First we wanted to explore the distributions of each factor with regards to each county (New York County - Manhattan and Queens County - Queens).
We found many differences when comparing the different factors for each borough.
- Medians of each factor in Manhattan:
- Proportion of 18-64 year olds who are uninsured: 0.07404
- Median Income: 101,303
- Proportion self-identifying as White: 0.6599
- Proportion of households with 4 or more people: 0.09722
- Proportion of population that commutes by bus: 0.067622
- Proportion of elderly population (65+ years of age): 0.1295
- Medians of each factor in Queens:
- Proportion of 18-64 year olds who are uninsured: 0.1424
- Median Income: 62,841
- Proportion self-identifying as White: 0.41673
- Proportion of households with 4 or more people: 0.2275
- Proportion of population that commutes by bus: 0.11297
- Proportion of elderly population (65+ years of age): 0.13538
It was really interesting to observe that most if not all the median values of the above factors differed significantly (other than the proportion of the elderly population) in each county.
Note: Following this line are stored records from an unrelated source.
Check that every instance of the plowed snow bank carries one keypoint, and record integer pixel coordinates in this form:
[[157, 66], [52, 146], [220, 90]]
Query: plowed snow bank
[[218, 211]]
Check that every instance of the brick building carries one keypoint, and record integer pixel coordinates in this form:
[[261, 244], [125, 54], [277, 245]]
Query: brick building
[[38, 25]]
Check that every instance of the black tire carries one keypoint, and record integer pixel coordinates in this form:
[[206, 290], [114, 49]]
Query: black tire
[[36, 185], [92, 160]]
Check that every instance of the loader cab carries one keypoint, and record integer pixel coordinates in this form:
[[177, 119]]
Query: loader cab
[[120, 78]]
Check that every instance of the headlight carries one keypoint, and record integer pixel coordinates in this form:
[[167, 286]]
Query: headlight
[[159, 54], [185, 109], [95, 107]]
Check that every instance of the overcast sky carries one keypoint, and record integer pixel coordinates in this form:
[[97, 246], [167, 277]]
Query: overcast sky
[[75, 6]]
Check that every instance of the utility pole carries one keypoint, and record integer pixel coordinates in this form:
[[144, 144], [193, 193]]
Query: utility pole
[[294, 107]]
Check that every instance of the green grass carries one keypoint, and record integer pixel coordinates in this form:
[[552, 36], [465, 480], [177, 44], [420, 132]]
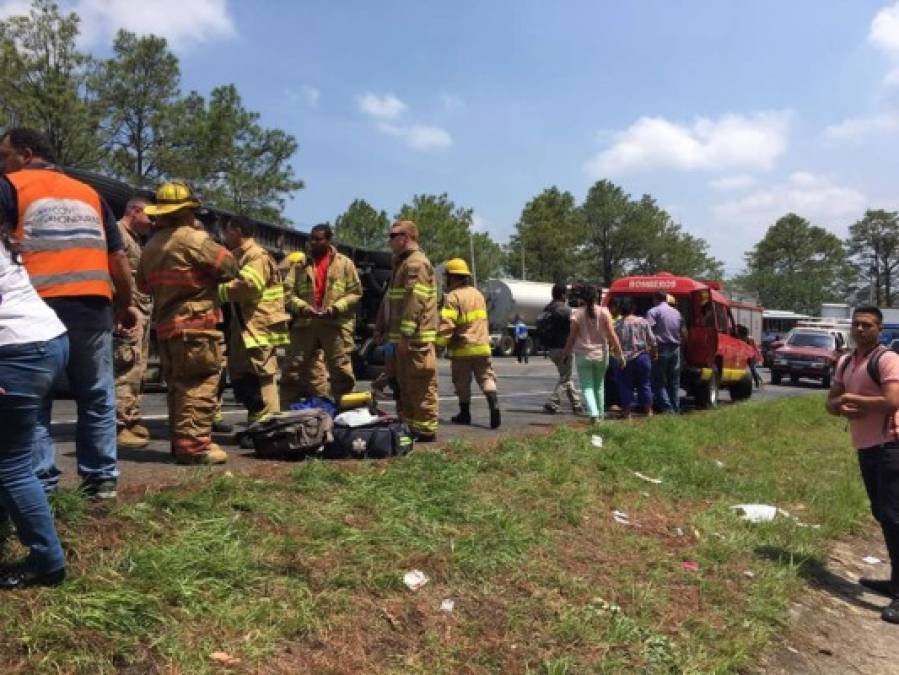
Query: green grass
[[304, 573]]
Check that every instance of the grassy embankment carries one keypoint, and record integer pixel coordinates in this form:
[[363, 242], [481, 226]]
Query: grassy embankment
[[303, 573]]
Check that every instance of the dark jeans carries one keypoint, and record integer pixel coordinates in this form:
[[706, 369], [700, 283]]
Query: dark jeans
[[92, 383], [521, 350], [666, 379], [27, 373], [636, 374], [880, 471]]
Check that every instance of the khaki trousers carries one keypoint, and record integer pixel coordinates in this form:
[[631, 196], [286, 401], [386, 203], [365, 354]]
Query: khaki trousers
[[191, 365], [131, 354], [416, 374], [253, 371], [463, 368], [314, 351]]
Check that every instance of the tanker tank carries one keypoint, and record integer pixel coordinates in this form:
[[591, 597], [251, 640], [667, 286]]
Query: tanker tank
[[507, 298]]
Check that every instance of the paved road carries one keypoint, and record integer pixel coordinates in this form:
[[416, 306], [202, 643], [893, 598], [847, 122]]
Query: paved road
[[523, 390]]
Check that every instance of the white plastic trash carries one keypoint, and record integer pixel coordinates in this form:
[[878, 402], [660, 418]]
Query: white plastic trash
[[648, 479], [759, 513], [415, 579]]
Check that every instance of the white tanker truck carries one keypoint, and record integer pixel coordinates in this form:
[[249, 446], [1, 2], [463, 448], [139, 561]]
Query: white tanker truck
[[507, 298]]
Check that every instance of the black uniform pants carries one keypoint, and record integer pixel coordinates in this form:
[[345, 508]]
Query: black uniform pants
[[880, 471]]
Then we wanted to test how each of these factors both individually and together interacted with the proportion of positive test results in each of the counties using linear models.
The linear model with the highest adjusted r-squared value for Manhattan included the following variables:
- proportion of 18- to 64-years old who are uninsured
- proportion of people who self-identified as white
- median income
This linear model had an adjusted r-squared of roughly 0.4002.
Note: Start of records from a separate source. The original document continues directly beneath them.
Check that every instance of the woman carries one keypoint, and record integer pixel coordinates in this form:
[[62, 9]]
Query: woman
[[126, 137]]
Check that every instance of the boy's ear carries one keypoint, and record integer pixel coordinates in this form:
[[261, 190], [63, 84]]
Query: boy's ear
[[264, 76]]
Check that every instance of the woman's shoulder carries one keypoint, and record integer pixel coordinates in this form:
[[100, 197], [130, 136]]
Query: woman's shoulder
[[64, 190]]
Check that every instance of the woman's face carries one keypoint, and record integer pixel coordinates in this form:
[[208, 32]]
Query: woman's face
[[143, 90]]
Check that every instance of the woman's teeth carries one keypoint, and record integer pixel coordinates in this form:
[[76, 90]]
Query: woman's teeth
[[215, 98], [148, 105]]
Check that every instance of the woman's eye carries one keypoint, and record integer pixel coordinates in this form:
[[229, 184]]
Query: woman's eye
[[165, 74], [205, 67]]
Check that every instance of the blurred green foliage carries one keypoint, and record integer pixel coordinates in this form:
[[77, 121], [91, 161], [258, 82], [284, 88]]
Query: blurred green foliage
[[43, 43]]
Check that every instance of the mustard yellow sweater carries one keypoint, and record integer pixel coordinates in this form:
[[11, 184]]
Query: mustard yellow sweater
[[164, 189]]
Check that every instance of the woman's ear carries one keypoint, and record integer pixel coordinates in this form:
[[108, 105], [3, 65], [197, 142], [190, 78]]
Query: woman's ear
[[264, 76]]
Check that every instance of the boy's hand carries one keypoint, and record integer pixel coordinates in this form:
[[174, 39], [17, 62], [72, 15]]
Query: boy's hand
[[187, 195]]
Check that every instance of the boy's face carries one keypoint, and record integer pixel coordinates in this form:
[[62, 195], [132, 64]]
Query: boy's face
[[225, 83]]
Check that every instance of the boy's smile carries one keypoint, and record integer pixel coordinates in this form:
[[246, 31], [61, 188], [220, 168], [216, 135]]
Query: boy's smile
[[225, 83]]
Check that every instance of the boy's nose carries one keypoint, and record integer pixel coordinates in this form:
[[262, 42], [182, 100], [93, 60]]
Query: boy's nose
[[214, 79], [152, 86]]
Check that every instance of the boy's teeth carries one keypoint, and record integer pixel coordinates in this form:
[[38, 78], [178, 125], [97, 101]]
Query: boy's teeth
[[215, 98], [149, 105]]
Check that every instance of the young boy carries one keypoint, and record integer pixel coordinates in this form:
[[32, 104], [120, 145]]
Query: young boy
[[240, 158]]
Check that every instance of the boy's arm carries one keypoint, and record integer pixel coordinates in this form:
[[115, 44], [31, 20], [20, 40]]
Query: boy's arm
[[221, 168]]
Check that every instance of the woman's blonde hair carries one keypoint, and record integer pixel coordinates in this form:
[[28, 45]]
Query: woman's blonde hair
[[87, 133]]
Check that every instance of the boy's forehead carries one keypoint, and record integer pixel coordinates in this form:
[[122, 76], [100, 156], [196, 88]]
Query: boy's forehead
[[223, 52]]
The linear model with the highest adjusted r-squared value for Queens included the following variables:
- median income
- proportion of population living in households with more than three inhabitants
- proportion of population using public transportation to commute to work that includes bus travel
This linear model had an adjusted r-squared of roughly 0.3887.
We also added the change in mobility variable to these models, to see if its addition would increase the mdoel's r-squared value.
- The linear model with mobility for Manhattan had an adjusted r-squared of 0.3847.
- The linear model with mobility for Queens has an adjusted r-squared of 0.3745.
For both counties, adding the change in mobility to both models decreased the adjusted r-squared only slightly, and thus the linear model may be better off without the added mobility. However, perhaps there is a better combination of variables outside of the model we worked with that uses mobility to explain the positivity proportion of these NYC counties. Overall, it was interesting to explore the New York and Queens counties more in depth and how certain socioeconomic and mobility factors impacted the proportion of positive test results in these areas.